Wilhelm Schickard (born April 22, 1592 in Herrenberg, died October 23, 1635 in Tübingen) - German mathematician, connoisseur of Oriental languages ​​and designer, professor at the University of Tübingen and indeed a Lutheran clergyman; unlike Napier, he was not an aristocrat, but the son of a carpenter. In 1623? The year in which the great French philosopher and later inventor of the mechanical arithmometer Blaise Pascal was born commissioned the famous astronomer Jan Kepler to build one of the world's first computers that performs addition, subtraction, multiplication and division of integers. , the aforementioned "clock". This wooden machine burned down in 1624 during the Thirty Years' War, about six months after it ended; was it reconstructed only in 1960 by Baron Bruno von Freytag? Leringhof based on descriptions and sketches contained in the discovered letters of Schickard to Kepler. The machine was somewhat similar in design to a slide rule. It also had gears to help you count. In fact, it was a miracle of technology for its time.

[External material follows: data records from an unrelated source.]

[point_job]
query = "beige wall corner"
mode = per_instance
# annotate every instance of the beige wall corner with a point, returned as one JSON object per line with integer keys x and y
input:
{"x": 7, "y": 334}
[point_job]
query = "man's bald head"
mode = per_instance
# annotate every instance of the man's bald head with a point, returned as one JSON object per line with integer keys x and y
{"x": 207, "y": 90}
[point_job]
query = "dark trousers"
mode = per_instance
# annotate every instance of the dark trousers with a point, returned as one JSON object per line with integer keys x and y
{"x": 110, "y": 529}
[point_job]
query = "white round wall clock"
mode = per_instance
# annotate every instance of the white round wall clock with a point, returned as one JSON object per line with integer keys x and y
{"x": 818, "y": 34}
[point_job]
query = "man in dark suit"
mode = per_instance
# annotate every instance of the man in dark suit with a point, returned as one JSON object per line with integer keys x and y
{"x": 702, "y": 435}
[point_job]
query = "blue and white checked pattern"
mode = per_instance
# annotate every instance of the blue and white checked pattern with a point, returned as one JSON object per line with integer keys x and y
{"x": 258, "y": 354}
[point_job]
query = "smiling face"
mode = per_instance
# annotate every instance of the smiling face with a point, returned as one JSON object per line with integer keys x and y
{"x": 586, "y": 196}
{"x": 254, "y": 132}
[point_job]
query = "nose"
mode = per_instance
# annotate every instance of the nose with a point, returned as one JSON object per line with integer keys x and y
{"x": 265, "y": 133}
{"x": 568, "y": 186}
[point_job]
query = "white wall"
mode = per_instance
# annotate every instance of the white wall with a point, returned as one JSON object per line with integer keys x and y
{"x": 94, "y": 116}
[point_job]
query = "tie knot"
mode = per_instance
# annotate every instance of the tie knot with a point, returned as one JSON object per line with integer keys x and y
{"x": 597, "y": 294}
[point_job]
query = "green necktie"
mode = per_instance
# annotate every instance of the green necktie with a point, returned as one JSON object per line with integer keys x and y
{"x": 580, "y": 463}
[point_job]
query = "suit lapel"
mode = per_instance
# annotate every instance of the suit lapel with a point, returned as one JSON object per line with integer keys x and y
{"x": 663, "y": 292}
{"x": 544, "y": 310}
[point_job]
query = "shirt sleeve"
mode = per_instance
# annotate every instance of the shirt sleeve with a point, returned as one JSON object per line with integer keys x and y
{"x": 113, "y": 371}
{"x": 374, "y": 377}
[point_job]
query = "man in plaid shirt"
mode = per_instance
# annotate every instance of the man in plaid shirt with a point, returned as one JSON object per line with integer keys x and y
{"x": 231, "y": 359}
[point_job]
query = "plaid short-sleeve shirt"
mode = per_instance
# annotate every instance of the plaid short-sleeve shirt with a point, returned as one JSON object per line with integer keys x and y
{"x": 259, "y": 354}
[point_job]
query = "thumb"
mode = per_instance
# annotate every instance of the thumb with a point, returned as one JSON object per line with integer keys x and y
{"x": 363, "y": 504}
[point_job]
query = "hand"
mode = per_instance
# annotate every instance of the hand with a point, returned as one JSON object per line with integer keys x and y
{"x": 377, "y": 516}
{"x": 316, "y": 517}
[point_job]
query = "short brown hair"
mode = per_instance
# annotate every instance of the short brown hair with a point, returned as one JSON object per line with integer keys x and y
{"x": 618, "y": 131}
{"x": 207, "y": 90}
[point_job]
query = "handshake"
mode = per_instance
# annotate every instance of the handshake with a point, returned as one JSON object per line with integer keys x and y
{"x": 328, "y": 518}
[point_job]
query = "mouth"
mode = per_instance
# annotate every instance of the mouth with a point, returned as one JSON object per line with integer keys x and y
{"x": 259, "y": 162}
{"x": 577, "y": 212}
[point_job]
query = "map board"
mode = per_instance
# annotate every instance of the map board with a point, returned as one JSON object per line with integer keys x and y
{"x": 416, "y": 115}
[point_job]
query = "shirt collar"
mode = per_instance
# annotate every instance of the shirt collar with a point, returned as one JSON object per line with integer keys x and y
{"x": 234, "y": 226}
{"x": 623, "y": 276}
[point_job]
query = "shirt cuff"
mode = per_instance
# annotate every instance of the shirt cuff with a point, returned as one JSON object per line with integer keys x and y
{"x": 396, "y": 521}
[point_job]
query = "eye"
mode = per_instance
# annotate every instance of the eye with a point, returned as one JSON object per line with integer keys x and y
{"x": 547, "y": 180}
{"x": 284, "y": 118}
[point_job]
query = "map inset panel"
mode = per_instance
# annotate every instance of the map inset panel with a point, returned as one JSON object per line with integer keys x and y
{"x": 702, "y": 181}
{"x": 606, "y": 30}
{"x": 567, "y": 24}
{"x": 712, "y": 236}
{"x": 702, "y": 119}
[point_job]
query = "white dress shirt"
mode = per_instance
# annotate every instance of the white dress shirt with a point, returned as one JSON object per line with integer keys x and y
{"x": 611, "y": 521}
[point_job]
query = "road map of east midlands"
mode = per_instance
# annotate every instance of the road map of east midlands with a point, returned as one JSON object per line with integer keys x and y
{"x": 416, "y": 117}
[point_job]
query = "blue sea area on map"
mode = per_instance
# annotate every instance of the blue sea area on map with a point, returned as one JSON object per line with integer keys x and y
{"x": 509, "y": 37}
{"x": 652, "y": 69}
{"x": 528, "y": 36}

With you?Watch? There is a mystery in Shikard. The question arises: what made the designer, having destroyed the machine, not immediately try to recreate it and completely stop working in the field of computer technology? Why, at age 11, did he leave until his death to tell anyone about his ?watch? He did not say?

There is a strong suggestion that the destruction of the machine was not accidental. One of the hypotheses in this case is that the church considered it immoral to build such machines (remember the later, only 0 years old, judgment passed by the Inquisition on Galileo!) And to destroy the “clock”? Shikard was given a strong signal not to try to "replace God" in this area. Another attempt to clear up the mystery? in the opinion of the undersigned, more likely? consists in the fact that the manufacturer of the machine according to Schickard's plans, a certain Johann Pfister, a watchmaker, was punished by the destruction of the work by his comrades in the shop, who categorically did not want to do anything according to other people's plans, which was considered a violation of the guild rule.

Whatever it is? the car was forgotten pretty quickly. A hundred years after the death of the great Kepler, some of his documents were acquired by Empress Catherine II; years later they ended up in the famous Soviet astronomical observatory at Pulkovo. Admitted to this collection from Germany, Dr. Franz Hammer discovered Schickard's letters here in 1958; around the same time, Schickard's sketches intended for Pfizer were discovered in another collection of documents in Stuttgart. Based on these data, several copies of the “clock” were reconstructed. ; one of them was commissioned by IBM.

By the way, the French were very unhappy with this whole story: their compatriot Blaise Pascal for many years was considered the designer of the first successful counting mechanism.

And this is what the author of these words considers the most interesting and funny in the history of science and technology: that here, too, nothing looks like what you think?